The normative agenda is about deepening democracy and rendering decision-making both more expert and more open. This is an attempt to engender greater transparency and facilitate greater participation at scale. It is a way to reform institutions. But, also, this is an opportunity to be explicitly experimental and evolutionary. It is precisely because of this ability to experiment with the evolution of institutions that we witness such a fascination with the potential of Second Life as a playground for trying out new forms of social interaction. The normative agenda also encompasses an opportunity to improve the education of my students by drawing them into this kind of institutional reform project that leverages their background and ability with technology and project management and makes them better problem solvers.
It is not surprising that we have not yet tended to view these questions from an institutional perspective. It’s early yet in the development of this research and to date, we have seen few examples of social networks and political institutions.
Why is this?
There is as yet no parallel between Wikipedia and Wikilaw.
Whereas – hard as it may be – we have an intuitive grasp of what is expected of us when writing an encyclopedia entry, we lack the structures, know-how, etiquette, practices and tools to adapt institutions of governance to collaborative and open structures.
An applied research agenda in communication and law about social networks and institutions would give us the understanding of how to:
• Create a patent system that is accountable to the scientific community
• Run a presidential campaign where citizens participate in making policy not just donations
• Make decisions more collaboratively and with greater complexity to match the complexity of the problems we face
• Devolve power downward from centralized institutions to networks of people
Let me close by suggesting that social networks touch directly and deeply on the core questions of the nature of our democracy.
Social networks demonstrate the effectiveness of pluralistic groups and networks, operating not simply to deliberate and talk, but to take action and achieve the goals set forth by the group.
We are being forced to confront this diversity of values and to address how the state will respond to heterogeneous quality of social networks. We can now design our digital spaces to enhance their democratic potential in the true sense of democratic: namely to embrace pluralism and diversity without sacrificing effectiveness.
This is not without its tensions as social networks potentially undermine our very conception of republic democracy.

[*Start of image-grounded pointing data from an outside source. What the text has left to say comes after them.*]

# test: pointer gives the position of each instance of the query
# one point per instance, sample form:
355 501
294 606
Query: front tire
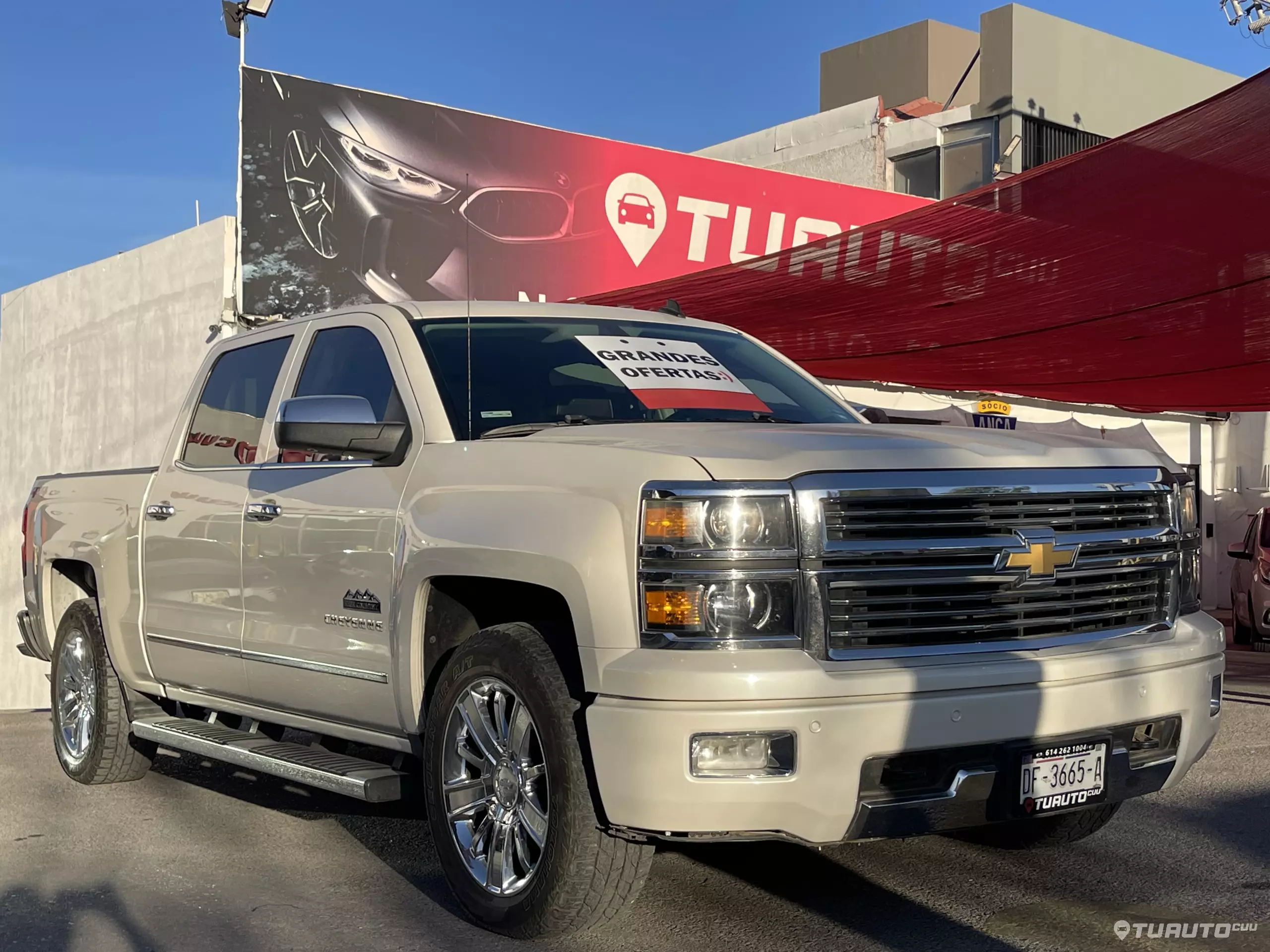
92 731
507 794
1043 832
1244 633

Institutions centralize control and power. They have a hard time devolving power and changing the way they work because of a longstanding culture of professionalism where bureaucrats – not citizens – are the only experts with the information, resources, discipline to make decisions. Social networks change the ability of citizens to contribute valuable expertise if we can understand how to construct the social practices decision-making to respond to the opportunity and create a democracy that is, at once, more open and more expert.